Примечательно, что в дальнейших записях упоминаний о Дарье нет. Либо дух страдалицы успокоился, либо граф, всецело увлекшись своей идеей, забыл совершенно о побудительном мотиве, как о несущественном обстоятельстве, перед лицом открывающейся бездны. Бедная Дарья, она ничего не значила для графа – ни живой, ни мертвой.
Пьесу, открывающую дверь в потусторонний мир, граф записал в книге. Однако, пробив брешь в гибельное пространство, надо было как-то еще ее закрыть. Тогда он пишет вторую пьесу.
Я обращался к архивам и материалам краеведческого музея. Из разрозненных сведений, мне удалось установить, что обедневшее к сороковым годам девятнадцатого столетия семейство Веренских внезапно и необъяснимо разбогатело. Однако сам граф в скором времени застрелился. Причины мне выяснить не удалось, но, проследив генеалогическое древо, я выяснил, что любимица графа, его младшая дочь Аделаида, исчезла в возрасте восемнадцати лет незадолго до самоубийства отца.

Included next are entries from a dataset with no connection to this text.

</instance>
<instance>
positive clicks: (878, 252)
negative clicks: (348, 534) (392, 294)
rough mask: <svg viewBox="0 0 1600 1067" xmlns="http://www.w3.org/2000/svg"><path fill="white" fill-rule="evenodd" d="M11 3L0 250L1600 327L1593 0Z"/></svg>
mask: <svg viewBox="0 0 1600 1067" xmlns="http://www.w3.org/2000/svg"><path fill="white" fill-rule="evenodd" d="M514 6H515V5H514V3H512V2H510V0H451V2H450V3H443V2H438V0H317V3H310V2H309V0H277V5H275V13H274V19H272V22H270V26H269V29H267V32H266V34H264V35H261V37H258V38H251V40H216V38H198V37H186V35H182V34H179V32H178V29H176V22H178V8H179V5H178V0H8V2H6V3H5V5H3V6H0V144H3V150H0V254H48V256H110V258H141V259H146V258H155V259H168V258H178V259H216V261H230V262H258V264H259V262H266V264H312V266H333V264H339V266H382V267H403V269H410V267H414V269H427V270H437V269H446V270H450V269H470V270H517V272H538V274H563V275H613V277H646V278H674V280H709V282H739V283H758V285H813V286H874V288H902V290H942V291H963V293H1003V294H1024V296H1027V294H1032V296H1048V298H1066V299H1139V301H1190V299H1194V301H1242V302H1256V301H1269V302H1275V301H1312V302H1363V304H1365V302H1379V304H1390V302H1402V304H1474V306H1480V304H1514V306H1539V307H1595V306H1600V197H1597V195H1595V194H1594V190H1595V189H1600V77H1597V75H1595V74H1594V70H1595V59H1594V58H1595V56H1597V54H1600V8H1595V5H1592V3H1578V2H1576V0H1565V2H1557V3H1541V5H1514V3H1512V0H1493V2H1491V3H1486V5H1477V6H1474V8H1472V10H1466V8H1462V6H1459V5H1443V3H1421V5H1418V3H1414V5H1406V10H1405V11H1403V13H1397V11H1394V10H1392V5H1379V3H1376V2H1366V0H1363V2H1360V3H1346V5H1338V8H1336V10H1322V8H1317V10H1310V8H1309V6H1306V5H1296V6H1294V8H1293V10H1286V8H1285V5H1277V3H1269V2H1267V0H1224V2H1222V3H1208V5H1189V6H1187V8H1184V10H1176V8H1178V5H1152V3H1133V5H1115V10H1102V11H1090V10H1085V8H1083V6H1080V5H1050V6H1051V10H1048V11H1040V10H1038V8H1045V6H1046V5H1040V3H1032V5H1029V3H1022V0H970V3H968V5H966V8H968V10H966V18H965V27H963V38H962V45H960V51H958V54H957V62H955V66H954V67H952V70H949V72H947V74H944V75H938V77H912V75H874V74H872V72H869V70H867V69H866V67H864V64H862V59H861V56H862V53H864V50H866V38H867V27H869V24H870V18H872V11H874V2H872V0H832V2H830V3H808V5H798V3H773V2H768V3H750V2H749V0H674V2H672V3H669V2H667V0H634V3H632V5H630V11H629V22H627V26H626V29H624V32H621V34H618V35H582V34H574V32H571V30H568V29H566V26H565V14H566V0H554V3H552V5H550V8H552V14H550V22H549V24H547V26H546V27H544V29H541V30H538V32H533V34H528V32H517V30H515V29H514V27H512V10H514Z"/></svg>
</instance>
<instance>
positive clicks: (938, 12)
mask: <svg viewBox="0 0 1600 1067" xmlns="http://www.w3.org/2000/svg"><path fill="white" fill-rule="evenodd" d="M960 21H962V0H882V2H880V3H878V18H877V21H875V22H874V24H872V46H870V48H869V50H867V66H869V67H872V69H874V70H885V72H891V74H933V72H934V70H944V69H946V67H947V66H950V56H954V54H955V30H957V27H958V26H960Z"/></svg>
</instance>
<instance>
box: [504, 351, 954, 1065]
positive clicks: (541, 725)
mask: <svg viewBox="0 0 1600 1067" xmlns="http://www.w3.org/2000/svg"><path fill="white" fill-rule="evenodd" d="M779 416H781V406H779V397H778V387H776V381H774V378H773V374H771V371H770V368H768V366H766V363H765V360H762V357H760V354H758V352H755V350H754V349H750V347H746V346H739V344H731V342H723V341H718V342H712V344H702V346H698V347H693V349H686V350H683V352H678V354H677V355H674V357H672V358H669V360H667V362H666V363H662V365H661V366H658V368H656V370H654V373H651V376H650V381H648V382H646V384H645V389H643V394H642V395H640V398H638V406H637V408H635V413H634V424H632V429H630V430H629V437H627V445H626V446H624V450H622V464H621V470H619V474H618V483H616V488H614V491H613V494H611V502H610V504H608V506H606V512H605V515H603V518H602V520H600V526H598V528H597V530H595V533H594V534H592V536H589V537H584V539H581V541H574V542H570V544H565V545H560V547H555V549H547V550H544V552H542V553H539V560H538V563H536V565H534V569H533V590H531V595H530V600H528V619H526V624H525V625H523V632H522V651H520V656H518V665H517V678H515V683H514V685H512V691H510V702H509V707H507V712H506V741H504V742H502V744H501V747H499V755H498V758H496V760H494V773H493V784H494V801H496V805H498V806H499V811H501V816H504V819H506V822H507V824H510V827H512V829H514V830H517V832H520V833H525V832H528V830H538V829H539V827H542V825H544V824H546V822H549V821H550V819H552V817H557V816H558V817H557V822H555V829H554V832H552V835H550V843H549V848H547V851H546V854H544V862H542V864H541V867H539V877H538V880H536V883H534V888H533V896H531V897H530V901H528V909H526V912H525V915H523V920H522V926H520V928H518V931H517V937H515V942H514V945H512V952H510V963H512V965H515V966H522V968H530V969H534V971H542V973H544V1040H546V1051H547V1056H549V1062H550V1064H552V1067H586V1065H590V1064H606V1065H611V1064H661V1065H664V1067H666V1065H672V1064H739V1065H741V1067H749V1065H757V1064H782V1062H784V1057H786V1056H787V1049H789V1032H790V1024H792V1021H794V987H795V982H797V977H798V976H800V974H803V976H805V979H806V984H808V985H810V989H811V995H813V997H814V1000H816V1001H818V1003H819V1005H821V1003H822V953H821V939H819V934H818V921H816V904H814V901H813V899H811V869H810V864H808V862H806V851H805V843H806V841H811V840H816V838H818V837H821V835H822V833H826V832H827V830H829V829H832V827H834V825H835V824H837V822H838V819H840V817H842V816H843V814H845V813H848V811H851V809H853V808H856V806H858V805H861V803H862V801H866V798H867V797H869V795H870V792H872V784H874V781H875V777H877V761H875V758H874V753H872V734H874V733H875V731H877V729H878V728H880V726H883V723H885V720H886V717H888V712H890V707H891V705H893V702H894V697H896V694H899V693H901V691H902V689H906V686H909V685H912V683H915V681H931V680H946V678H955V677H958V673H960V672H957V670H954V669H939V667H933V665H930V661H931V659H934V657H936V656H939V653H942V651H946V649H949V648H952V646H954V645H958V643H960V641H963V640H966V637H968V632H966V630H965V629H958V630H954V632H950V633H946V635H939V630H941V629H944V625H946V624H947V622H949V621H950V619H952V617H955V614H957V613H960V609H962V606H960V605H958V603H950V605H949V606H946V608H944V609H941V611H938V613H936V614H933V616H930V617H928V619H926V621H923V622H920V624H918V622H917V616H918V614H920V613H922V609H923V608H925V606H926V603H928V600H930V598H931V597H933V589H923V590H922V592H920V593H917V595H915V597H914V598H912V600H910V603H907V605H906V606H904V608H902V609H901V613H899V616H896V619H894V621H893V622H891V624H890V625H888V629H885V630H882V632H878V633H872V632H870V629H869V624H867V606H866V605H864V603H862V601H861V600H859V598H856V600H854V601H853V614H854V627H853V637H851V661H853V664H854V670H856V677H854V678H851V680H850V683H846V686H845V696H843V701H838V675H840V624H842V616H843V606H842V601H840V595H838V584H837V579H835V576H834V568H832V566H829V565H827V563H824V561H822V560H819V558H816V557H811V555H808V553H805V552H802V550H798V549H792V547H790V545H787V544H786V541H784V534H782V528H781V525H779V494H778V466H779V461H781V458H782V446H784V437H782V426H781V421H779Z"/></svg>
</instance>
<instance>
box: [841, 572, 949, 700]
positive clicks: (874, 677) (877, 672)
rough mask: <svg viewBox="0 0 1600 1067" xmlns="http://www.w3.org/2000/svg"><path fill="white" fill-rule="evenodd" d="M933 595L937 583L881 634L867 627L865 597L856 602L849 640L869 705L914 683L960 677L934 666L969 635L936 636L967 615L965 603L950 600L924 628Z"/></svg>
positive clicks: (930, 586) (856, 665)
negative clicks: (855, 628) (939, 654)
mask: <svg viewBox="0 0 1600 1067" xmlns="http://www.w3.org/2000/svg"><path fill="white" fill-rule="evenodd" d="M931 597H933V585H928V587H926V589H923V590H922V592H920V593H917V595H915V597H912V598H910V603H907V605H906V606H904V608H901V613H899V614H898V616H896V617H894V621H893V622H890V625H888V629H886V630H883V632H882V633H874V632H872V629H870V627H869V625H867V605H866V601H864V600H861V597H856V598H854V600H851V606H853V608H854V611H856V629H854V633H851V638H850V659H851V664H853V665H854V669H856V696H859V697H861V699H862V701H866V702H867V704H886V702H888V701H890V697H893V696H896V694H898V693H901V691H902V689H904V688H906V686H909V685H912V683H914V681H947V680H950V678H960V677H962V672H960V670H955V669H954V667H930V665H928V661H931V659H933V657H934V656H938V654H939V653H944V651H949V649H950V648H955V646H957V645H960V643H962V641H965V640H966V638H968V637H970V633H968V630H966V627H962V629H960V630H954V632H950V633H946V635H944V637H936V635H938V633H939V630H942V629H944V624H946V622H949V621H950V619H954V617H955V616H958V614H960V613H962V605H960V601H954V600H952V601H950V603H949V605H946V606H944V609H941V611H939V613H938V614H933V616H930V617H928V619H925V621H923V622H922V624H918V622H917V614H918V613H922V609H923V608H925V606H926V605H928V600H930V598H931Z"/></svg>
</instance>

– Мне все-таки непонятно, – вмешался Максим. – Допустим, что трагические события произошли из-за того, что графу удалось осуществить свой преступный замысел. Зачем же он оставил книгу, почему не уничтожил оба компонента – книгу и пианино?
– Дорогой Максим, тебе незнакома честолюбивая гордость ученого, открытие было его детищем, плодом кропотливого труда, выстраданным и взращенным, уничтожить его он не мог. Он спрятал книгу в надежном хранилище так, чтобы темные силы не могли до нее добраться, – в святом месте, сознавая всю опасность сохранности ключа в неведомое, но с тайной надеждой, что когда-нибудь его труд будет найден и оценен потомками и имя великого магистра прославится в веках. Как часто тщеславие ученого пересиливает благоразумие.
Михалыч печально вздохнул и положил руку на плечо Максиму:
– Пора, друг, остальное обсудим позже.
Они пошли вдвоем сквозь все здание, Михалыч продолжал давать наставления, а у Максима рос страх в душе, словно ему предстояло обезвредить мину, но как это сделать, он не представлял.
– Ты сказал, что в книге есть вторая пьеса. Почему Леонид Веренский не закрыл врата? Ведь, судя по всему, его предку это удалось.
– После, после, Максим, сейчас уже некогда. Веренский поведает нам обо всех событиях, но не сейчас.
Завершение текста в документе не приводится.